Friday, November 3, 2006 - Page updated at 12:00 AM
Movie Review
"Time to Leave": Intimate journey of a young man facing death
Seattle Times movie critic
"Time to Leave," with Melvil Poupaud, Jeanne Moreau, Valeria Bruni-Tedeschi, Daniel Duval, Marie Rivire, Christian Sengewald. Written and directed by Franois Ozon. 81 minutes. Not rated; for mature audiences. In French with English subtitles. Varsity, through Thursday.
French director François Ozon is a master of character detail: His elegant thriller "Swimming Pool" introduced us to a writer (Charlotte Rampling) so wound up she even ate angrily; his sad, backward falling-out-of-love story "5x2" lingered on the face of a woman (Valeria Bruni-Tedeschi) quietly mourning the loss of something long gone.
Though Ozon's recent films (which also include "Under the Sand" and "8 Women") have mostly focused on women, his new drama, "Time to Leave," is the story of a young man. Shown at the Seattle International Film Festival, it's a quiet and poignant look at a life as it slips away, seen through the eyes of a character who's not always likable but remains entirely real.
Romain (Melvil Poupaud), a gay fashion photographer in Paris, is beautiful and doomed. As the film begins, he's told that he has terminal cancer. But he's not about to go gently to his final rest: He's angry, lashing out at his lover, his family and the curly-haired childhood self who haunts him. Over the film's brief 81 minutes, though, he finds something like peace, moving through the stages of acceptance.

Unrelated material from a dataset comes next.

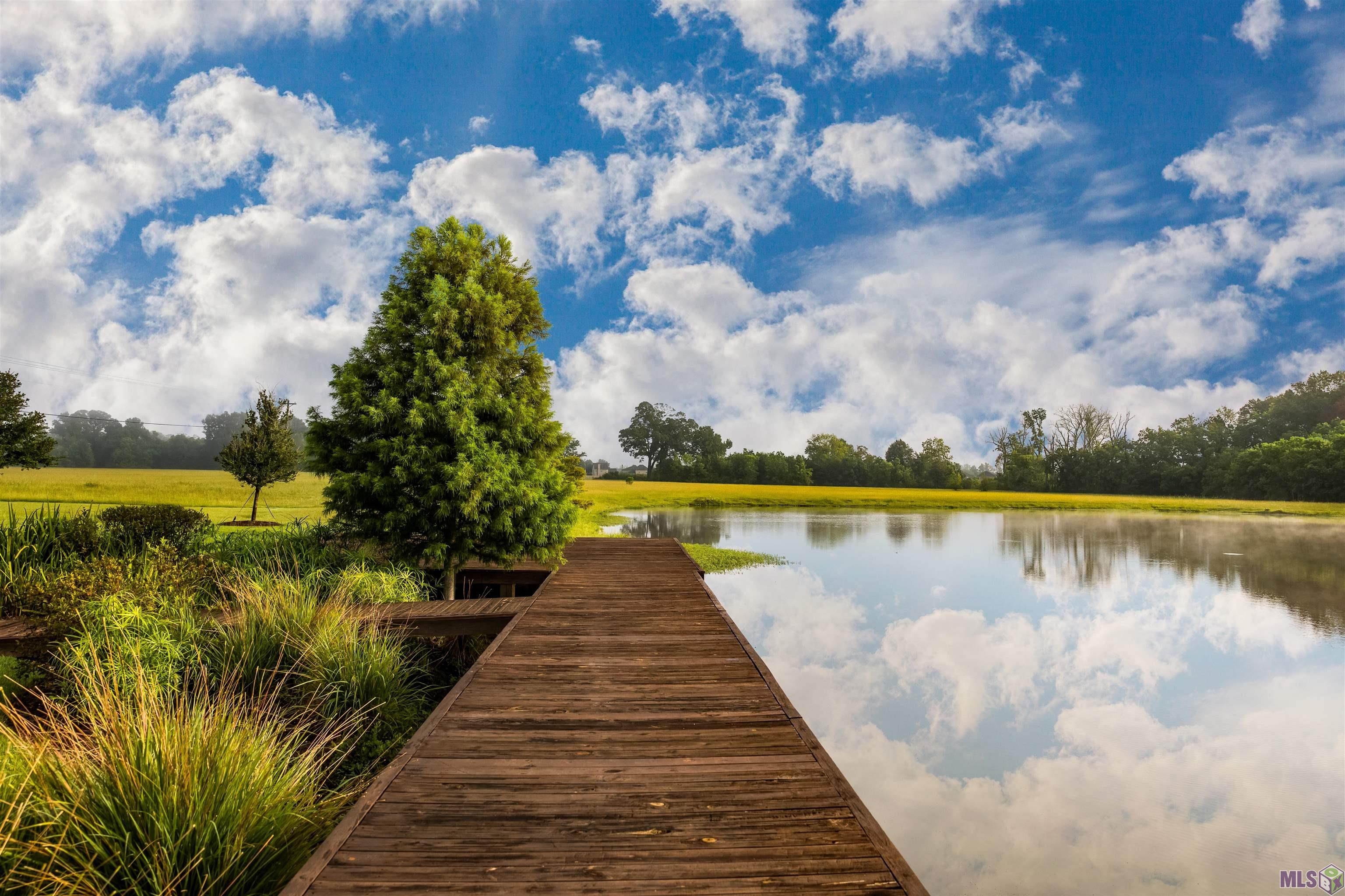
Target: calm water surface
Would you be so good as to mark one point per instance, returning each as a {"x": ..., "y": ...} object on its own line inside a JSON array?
[{"x": 1063, "y": 703}]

Early on, he furiously rails against his sister, whom he claims to hate; later, we see him furtively taking a playground photograph of her with her children. A last cigarette with his grandmother (smoky-voiced Jeanne Moreau) connects him to his past; an encounter with a sad-eyed waitress (the chameleonlike Bruni-Tedeschi, an intelligent presence reminiscent of a French Emma Thompson) links him to the future.
By the film's final haunting beach scenes (shades of "Under the Sand"), we've completed the journey with him; it's time to leave, at sunset, as the story quietly fades away.